We found that ketorolac had better analgesic profile in patients with an inflammatory background and in patients undergoing regional anesthesia. Hypertension and NLR were, for the first time, identified as risk factors for PPSP intensity. Larger studies with accurate patient selection are required to confirm these data; however, preoperative stratification of patients at risk and targeted therapies according to basal inflammation should be considered to improve postoperative pain relief and protection from PPSP. Finally, independently of risk factors, close monitoring is necessary to identify subacute pain conditions, which are more prone to progress to a chronic, invalidating situation.

This study has several limitations. First, NLR data were retrospectively collected; however, we retrieved data of more than 80% of patients for analysis of correlations, partially overcoming this issue. Second, the cut-off value for NLR was chosen according to the majority of studies on cancer patients; although no defined cut-off values have been established so far, even for cancer outcomes, this is the best data available in literature.
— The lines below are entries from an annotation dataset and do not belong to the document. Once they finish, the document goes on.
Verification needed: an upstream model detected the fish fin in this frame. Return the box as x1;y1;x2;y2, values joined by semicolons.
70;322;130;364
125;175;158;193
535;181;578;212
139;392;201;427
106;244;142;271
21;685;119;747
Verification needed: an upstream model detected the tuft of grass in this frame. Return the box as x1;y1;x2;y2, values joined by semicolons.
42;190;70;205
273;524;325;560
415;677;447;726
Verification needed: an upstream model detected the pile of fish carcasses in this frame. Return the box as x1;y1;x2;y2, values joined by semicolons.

Since hernia patients are on a benign disease (not associated with the enhanced, malignancy-associated inflammatory response), this may influence our results, and different cut-off should be established for this kind of patients: further studies are needed to clarify this issue. Third, the actual sample size for this study is limited to patients experiencing PPSP, that is, a reduced part of the larger trial population. This may limit to some extent the strength of our findings and the ability to make definitive conclusions; however, this is, to our knowledge, one of the biggest populations analyzed for correlations between preoperative comorbidity and persistent pain, with homogeneous surgical procedure and postoperative treatment. Fourth, the number of patients with PPSP considered for analysis may theoretically be higher: actually, we considered only patients with NRS ≥ 3/10 at rest and/or during movement (i.e., patients who reported at least moderate PPSP and a “clinically significant” persistence of pain). Once all patients with pain at 1 or 3 months are included (whether clinically impactful or not), population gets wider: indeed, this larger population may provide more significance to our results, but it might also establish less clinically meaningful correlations. Finally, the PPSP group in the ketorolac group is approximately 10 years younger than all other groups (Table 1): increasing age is associated with decrease in pain perception and might be of significance in this cohort.